В молчании пронаблюдав, как, шелестя юбками, императрица удалилась из библиотеки, двое мужчин упёрлись друг в друга тяжёлыми взглядами, едва дверь за Гретхен закрылась.
— Нам действительно есть что обговорить, так, Малахит? — медленно произнёс Альбрехт. — Ты то прячешься от меня по всему дому, то грубишь императрице. Какая муха тебя укусила?
Ислейв дёрнулся, как от пощёчины, услышав старое прозвище, которым называл его Альбрехт в далёких Закатных Землях.
***
В просторном зале, чей потолок украшали сияющие чистыми и яркими красками фрески с сюжетами из легенд Первой Империи, а на стенах, в золочёных рамах, висело множество картин лучших эллианских и лутецийских художников, сейчас царила утренняя прохлада и тишина, которую, впрочем, трудно было назвать безмятежной.
Впрочем, восседавший во главе длинного стола из тёмного дерева, Адриан Фиенн казался совершенно спокойным, в отличие от собравшихся в зале членов Жемчужной Лиги. Перешёптываясь, они бросали удивлённые взгляды на кресло, стоявшее по левую руку от властителя Фиорры — обычно там располагался старший сын Адриана, но сегодня Тиберий с каменным лицом застыл за спиной у Фиенна-старшего. В кресле же, гордо задрав увенчанную рубиновой диадемой голову, восседала никто иная, как Джина Нуцци, облачённая в платье из пурпурного бархата.
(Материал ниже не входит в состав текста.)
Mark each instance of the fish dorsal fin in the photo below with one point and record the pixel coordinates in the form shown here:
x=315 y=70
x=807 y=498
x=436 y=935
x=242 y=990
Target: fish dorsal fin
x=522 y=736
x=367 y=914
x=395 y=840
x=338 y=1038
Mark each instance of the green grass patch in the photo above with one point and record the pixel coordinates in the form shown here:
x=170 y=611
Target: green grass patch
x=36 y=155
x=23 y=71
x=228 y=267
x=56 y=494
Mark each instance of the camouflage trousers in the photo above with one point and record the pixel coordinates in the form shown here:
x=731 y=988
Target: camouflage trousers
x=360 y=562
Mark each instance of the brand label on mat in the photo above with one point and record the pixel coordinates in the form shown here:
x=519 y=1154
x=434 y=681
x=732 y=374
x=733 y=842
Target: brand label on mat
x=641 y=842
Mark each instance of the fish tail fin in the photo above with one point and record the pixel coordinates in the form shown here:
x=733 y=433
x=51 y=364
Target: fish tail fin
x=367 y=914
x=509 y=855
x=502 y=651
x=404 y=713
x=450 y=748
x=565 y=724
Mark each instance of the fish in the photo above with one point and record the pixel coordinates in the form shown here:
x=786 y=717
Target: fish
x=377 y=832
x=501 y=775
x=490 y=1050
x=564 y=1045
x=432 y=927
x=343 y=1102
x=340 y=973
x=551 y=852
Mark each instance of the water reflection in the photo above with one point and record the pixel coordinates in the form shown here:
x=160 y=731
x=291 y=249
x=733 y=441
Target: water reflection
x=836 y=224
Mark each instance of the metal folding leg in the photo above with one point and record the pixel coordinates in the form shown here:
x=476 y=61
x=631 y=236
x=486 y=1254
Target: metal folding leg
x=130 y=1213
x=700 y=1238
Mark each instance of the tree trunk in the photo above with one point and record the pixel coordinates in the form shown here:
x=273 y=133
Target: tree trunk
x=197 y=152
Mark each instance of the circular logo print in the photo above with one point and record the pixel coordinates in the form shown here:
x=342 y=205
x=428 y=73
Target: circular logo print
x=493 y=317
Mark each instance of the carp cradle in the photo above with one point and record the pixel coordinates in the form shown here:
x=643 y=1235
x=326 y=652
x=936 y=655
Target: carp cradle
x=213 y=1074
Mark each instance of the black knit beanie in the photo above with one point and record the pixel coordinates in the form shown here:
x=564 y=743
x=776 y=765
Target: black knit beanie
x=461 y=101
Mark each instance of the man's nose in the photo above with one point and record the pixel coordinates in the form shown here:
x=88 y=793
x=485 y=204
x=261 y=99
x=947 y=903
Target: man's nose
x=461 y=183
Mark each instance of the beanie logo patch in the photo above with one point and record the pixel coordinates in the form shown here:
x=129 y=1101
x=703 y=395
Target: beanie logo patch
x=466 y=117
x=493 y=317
Сегодня в глазах любовницы властителя Фиорры не было и тени вчерашних страха и растерянности. Когда её унизанная кольцами ручка лежала в большой ладони Адриана, Джина могла бы без трепета предстать перед любым из монархов или даже самим тиррским понтификом.
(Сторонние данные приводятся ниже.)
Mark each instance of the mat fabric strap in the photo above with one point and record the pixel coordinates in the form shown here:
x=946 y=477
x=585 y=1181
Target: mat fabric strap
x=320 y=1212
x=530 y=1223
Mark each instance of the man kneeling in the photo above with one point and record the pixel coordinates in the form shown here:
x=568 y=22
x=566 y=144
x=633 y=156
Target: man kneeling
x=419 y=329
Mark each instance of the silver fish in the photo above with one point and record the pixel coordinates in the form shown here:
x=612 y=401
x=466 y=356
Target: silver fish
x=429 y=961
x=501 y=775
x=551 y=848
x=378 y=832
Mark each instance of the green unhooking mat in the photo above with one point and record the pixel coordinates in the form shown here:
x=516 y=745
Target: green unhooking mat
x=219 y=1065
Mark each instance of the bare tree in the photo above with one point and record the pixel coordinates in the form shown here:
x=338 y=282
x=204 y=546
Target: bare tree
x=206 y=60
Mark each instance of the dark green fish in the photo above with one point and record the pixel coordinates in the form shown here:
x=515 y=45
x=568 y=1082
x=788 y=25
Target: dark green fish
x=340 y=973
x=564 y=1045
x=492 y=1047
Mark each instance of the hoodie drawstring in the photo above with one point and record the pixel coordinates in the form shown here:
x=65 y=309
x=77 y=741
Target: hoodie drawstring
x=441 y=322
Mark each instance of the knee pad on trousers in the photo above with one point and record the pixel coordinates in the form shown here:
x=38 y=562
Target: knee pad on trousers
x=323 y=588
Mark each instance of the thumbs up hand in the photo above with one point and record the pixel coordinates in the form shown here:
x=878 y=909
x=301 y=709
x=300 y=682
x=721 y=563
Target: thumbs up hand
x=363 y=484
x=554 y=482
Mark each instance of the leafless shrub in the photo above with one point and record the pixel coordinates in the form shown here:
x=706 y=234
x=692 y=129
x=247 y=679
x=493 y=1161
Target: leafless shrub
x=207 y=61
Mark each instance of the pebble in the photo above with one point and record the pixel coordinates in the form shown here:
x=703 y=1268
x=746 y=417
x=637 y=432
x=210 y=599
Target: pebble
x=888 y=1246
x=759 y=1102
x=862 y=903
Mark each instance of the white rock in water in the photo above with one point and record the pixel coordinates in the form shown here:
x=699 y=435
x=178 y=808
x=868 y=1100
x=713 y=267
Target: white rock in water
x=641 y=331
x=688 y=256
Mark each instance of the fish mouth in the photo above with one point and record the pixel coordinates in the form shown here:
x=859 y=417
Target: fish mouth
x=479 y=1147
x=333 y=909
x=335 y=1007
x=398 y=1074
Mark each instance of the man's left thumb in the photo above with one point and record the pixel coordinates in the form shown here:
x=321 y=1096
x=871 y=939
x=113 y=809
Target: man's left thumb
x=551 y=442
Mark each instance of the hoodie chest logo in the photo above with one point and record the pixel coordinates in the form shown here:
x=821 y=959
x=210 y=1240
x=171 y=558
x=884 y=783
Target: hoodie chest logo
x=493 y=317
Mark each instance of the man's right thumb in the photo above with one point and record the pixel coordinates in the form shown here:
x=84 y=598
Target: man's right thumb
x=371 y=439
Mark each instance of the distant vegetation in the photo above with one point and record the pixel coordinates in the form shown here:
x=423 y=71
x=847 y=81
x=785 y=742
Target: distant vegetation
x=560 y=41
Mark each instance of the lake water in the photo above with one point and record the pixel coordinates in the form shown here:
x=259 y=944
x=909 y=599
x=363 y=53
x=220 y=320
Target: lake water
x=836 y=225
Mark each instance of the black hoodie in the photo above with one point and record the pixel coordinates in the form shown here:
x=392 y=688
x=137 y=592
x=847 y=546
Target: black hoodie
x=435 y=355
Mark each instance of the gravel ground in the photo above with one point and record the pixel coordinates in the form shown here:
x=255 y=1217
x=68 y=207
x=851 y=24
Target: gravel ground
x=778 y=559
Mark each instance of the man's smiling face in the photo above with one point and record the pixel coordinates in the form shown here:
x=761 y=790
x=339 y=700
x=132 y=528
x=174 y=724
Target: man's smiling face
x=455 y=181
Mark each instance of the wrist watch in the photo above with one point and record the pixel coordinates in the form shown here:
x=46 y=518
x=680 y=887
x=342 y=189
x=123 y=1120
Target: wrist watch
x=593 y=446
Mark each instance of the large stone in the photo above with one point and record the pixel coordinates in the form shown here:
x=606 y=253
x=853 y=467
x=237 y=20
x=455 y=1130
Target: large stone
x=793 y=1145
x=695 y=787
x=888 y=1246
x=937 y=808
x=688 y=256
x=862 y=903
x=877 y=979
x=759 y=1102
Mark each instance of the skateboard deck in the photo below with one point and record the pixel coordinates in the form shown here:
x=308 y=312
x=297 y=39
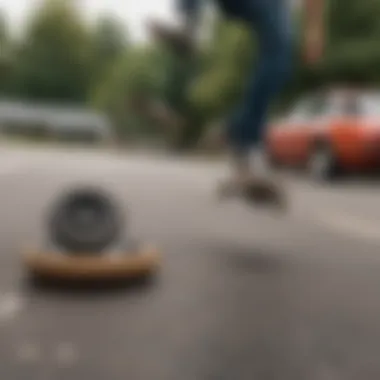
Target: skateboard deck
x=259 y=193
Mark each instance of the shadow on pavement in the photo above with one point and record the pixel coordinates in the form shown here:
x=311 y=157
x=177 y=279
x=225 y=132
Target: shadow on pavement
x=78 y=288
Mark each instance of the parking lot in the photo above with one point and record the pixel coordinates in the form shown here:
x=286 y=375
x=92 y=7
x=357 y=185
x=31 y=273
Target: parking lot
x=242 y=294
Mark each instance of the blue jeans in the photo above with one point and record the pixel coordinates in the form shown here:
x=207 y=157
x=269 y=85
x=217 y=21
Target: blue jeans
x=271 y=21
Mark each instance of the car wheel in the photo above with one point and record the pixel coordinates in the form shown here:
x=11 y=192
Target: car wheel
x=323 y=165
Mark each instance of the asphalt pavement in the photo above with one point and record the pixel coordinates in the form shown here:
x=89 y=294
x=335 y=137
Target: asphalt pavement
x=242 y=294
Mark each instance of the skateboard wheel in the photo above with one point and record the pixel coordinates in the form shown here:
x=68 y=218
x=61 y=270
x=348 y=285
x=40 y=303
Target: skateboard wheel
x=85 y=220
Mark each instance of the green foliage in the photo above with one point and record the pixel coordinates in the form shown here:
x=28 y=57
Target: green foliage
x=53 y=59
x=108 y=43
x=61 y=59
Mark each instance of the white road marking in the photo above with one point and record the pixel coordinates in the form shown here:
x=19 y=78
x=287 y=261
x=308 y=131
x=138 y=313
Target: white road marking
x=29 y=352
x=342 y=222
x=10 y=305
x=351 y=225
x=66 y=354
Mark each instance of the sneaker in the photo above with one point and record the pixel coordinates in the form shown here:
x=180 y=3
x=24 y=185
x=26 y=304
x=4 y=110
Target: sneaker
x=176 y=39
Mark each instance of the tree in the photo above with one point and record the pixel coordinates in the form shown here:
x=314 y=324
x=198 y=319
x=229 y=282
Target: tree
x=109 y=42
x=139 y=70
x=6 y=57
x=54 y=57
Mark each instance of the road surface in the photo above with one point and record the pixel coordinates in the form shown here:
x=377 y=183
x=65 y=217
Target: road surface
x=242 y=294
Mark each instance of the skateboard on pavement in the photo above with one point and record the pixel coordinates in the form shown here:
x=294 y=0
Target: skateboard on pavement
x=259 y=192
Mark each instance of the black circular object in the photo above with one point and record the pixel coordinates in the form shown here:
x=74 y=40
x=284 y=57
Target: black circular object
x=85 y=221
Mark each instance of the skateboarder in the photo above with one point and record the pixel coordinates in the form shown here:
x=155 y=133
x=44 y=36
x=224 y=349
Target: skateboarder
x=271 y=21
Вчера поздним вечером, Адриан не позвал, как обычно, Чёрную Розу к себе в спальню, а сам явился к той в комнату — с диадемой, что сейчас украшала причёску Джины и извинениями. Пока Джина — польщённая, но всё ещё расстроенная — любовалась игрой света на гранях кроваво-красных рубинов, Адриан, касаясь рукой чёрных локонов своей возлюбленной, шепнул ей на ухо: «Конечно, эти камни, пусть они и прекрасны, не смогут искупить моей оплошности. Но завтра я смогу предложить тебе кое-что получше — месть».
И вот теперь для Джины настал час, которого она, с замиранием сердца ждала всю прошедшую — почти бессонную — ночь.